My question is what is a standard reliable way to convert the “Java
modified UTF-8” to the regular UTF-8 and back?
First, consider whether you really need or want to do that. The only reason I can think of for doing so in the context of wrapping a C library is to use the JNI functions that work with Java String
s in terms of byte arrays encoded in modified UTF-8, but that's neither the only nor the best way to proceed except in rather specific circumstances.
For most cases, I would recommend going directly from UTF-8 to String objects, and getting Java to do most of that work.
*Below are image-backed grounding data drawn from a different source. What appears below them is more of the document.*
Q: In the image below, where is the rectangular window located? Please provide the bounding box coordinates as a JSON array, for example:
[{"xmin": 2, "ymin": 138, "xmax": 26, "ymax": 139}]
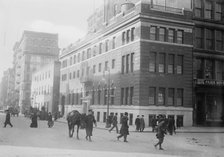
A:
[
  {"xmin": 86, "ymin": 66, "xmax": 90, "ymax": 76},
  {"xmin": 99, "ymin": 43, "xmax": 103, "ymax": 54},
  {"xmin": 126, "ymin": 54, "xmax": 130, "ymax": 73},
  {"xmin": 150, "ymin": 26, "xmax": 156, "ymax": 40},
  {"xmin": 112, "ymin": 59, "xmax": 115, "ymax": 69},
  {"xmin": 73, "ymin": 71, "xmax": 76, "ymax": 79},
  {"xmin": 110, "ymin": 88, "xmax": 115, "ymax": 105},
  {"xmin": 78, "ymin": 53, "xmax": 80, "ymax": 62},
  {"xmin": 122, "ymin": 56, "xmax": 125, "ymax": 74},
  {"xmin": 97, "ymin": 112, "xmax": 100, "ymax": 122},
  {"xmin": 177, "ymin": 30, "xmax": 183, "ymax": 44},
  {"xmin": 149, "ymin": 87, "xmax": 156, "ymax": 105},
  {"xmin": 122, "ymin": 32, "xmax": 126, "ymax": 45},
  {"xmin": 168, "ymin": 88, "xmax": 174, "ymax": 106},
  {"xmin": 168, "ymin": 54, "xmax": 174, "ymax": 74},
  {"xmin": 196, "ymin": 58, "xmax": 203, "ymax": 79},
  {"xmin": 87, "ymin": 48, "xmax": 91, "ymax": 59},
  {"xmin": 93, "ymin": 46, "xmax": 97, "ymax": 56},
  {"xmin": 216, "ymin": 61, "xmax": 223, "ymax": 80},
  {"xmin": 112, "ymin": 37, "xmax": 116, "ymax": 49},
  {"xmin": 177, "ymin": 55, "xmax": 183, "ymax": 74},
  {"xmin": 73, "ymin": 55, "xmax": 76, "ymax": 64},
  {"xmin": 130, "ymin": 87, "xmax": 134, "ymax": 105},
  {"xmin": 121, "ymin": 88, "xmax": 125, "ymax": 105},
  {"xmin": 126, "ymin": 30, "xmax": 130, "ymax": 43},
  {"xmin": 98, "ymin": 89, "xmax": 101, "ymax": 104},
  {"xmin": 205, "ymin": 59, "xmax": 214, "ymax": 79},
  {"xmin": 70, "ymin": 57, "xmax": 73, "ymax": 65},
  {"xmin": 82, "ymin": 51, "xmax": 85, "ymax": 61},
  {"xmin": 125, "ymin": 87, "xmax": 129, "ymax": 105},
  {"xmin": 131, "ymin": 53, "xmax": 134, "ymax": 72},
  {"xmin": 158, "ymin": 88, "xmax": 165, "ymax": 105},
  {"xmin": 72, "ymin": 93, "xmax": 75, "ymax": 105},
  {"xmin": 93, "ymin": 65, "xmax": 96, "ymax": 74},
  {"xmin": 99, "ymin": 63, "xmax": 102, "ymax": 72},
  {"xmin": 177, "ymin": 89, "xmax": 183, "ymax": 106},
  {"xmin": 195, "ymin": 0, "xmax": 202, "ymax": 17},
  {"xmin": 105, "ymin": 61, "xmax": 108, "ymax": 71},
  {"xmin": 159, "ymin": 27, "xmax": 166, "ymax": 42},
  {"xmin": 216, "ymin": 30, "xmax": 223, "ymax": 51},
  {"xmin": 195, "ymin": 27, "xmax": 203, "ymax": 48},
  {"xmin": 215, "ymin": 3, "xmax": 222, "ymax": 21},
  {"xmin": 168, "ymin": 29, "xmax": 174, "ymax": 43},
  {"xmin": 104, "ymin": 89, "xmax": 107, "ymax": 105},
  {"xmin": 159, "ymin": 53, "xmax": 165, "ymax": 73},
  {"xmin": 205, "ymin": 0, "xmax": 212, "ymax": 19},
  {"xmin": 206, "ymin": 29, "xmax": 213, "ymax": 50},
  {"xmin": 149, "ymin": 52, "xmax": 156, "ymax": 72},
  {"xmin": 105, "ymin": 40, "xmax": 109, "ymax": 52},
  {"xmin": 131, "ymin": 27, "xmax": 135, "ymax": 41}
]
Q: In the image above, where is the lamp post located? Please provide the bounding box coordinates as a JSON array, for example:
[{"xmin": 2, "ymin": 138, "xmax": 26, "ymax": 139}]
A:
[{"xmin": 104, "ymin": 67, "xmax": 111, "ymax": 128}]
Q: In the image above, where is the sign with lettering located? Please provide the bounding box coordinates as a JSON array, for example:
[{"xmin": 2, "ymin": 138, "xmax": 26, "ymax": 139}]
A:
[{"xmin": 194, "ymin": 79, "xmax": 224, "ymax": 86}]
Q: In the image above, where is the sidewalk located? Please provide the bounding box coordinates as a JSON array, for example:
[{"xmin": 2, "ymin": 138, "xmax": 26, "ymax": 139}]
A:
[{"xmin": 56, "ymin": 117, "xmax": 224, "ymax": 133}]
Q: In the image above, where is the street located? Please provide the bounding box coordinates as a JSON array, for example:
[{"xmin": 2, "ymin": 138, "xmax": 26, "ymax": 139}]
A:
[{"xmin": 0, "ymin": 114, "xmax": 223, "ymax": 157}]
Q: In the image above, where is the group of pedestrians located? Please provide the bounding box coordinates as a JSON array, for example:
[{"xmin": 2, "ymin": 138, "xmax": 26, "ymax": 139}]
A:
[{"xmin": 135, "ymin": 115, "xmax": 145, "ymax": 132}]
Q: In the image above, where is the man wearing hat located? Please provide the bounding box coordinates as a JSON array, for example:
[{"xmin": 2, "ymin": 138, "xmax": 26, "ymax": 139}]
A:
[
  {"xmin": 117, "ymin": 112, "xmax": 129, "ymax": 142},
  {"xmin": 85, "ymin": 109, "xmax": 97, "ymax": 141},
  {"xmin": 4, "ymin": 110, "xmax": 13, "ymax": 128}
]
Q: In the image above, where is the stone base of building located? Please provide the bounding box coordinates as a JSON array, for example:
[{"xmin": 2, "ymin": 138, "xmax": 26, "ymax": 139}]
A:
[{"xmin": 61, "ymin": 105, "xmax": 193, "ymax": 127}]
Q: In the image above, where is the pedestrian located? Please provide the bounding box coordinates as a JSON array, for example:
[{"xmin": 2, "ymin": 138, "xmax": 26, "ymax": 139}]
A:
[
  {"xmin": 151, "ymin": 117, "xmax": 157, "ymax": 132},
  {"xmin": 117, "ymin": 112, "xmax": 129, "ymax": 142},
  {"xmin": 47, "ymin": 112, "xmax": 54, "ymax": 128},
  {"xmin": 30, "ymin": 112, "xmax": 38, "ymax": 128},
  {"xmin": 4, "ymin": 110, "xmax": 13, "ymax": 128},
  {"xmin": 135, "ymin": 115, "xmax": 140, "ymax": 131},
  {"xmin": 154, "ymin": 120, "xmax": 167, "ymax": 150},
  {"xmin": 109, "ymin": 113, "xmax": 118, "ymax": 133},
  {"xmin": 140, "ymin": 115, "xmax": 145, "ymax": 132},
  {"xmin": 85, "ymin": 109, "xmax": 97, "ymax": 142}
]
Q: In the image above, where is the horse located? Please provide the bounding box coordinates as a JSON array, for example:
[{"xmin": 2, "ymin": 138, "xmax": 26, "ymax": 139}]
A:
[{"xmin": 66, "ymin": 110, "xmax": 86, "ymax": 139}]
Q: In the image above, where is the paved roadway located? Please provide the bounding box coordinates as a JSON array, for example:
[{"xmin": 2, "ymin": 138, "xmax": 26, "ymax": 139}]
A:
[{"xmin": 0, "ymin": 115, "xmax": 223, "ymax": 157}]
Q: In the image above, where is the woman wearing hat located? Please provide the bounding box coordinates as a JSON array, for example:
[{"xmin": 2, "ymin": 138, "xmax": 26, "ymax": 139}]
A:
[{"xmin": 117, "ymin": 112, "xmax": 129, "ymax": 142}]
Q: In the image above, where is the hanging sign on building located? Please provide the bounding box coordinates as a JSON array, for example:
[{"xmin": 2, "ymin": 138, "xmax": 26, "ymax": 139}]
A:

Simple tools Java provides for that include the constructor String(byte[], String)
, which initializes a String with data whose encoding you specify, and String.getBytes(String)
, which gives you the string's character data in the encoding of your choice. Both of these are limited to encodings known to the JVM, but UTF-8 is guaranteed to be among those. You can use those directly from your JNI code, or provide suitable for-purpose wrapper methods for your JNI code to invoke.
If you really do want the modified UTF-8 form for its own sake, then your JNI code can obtain it from the corresponding Java string (obtained as summarized above) via the GetStringUTFChars
JNI function, and you can go the other way with NewStringUTF
. Of course, this makes Java String
s the intermediate form, which is entirely appropos in this case.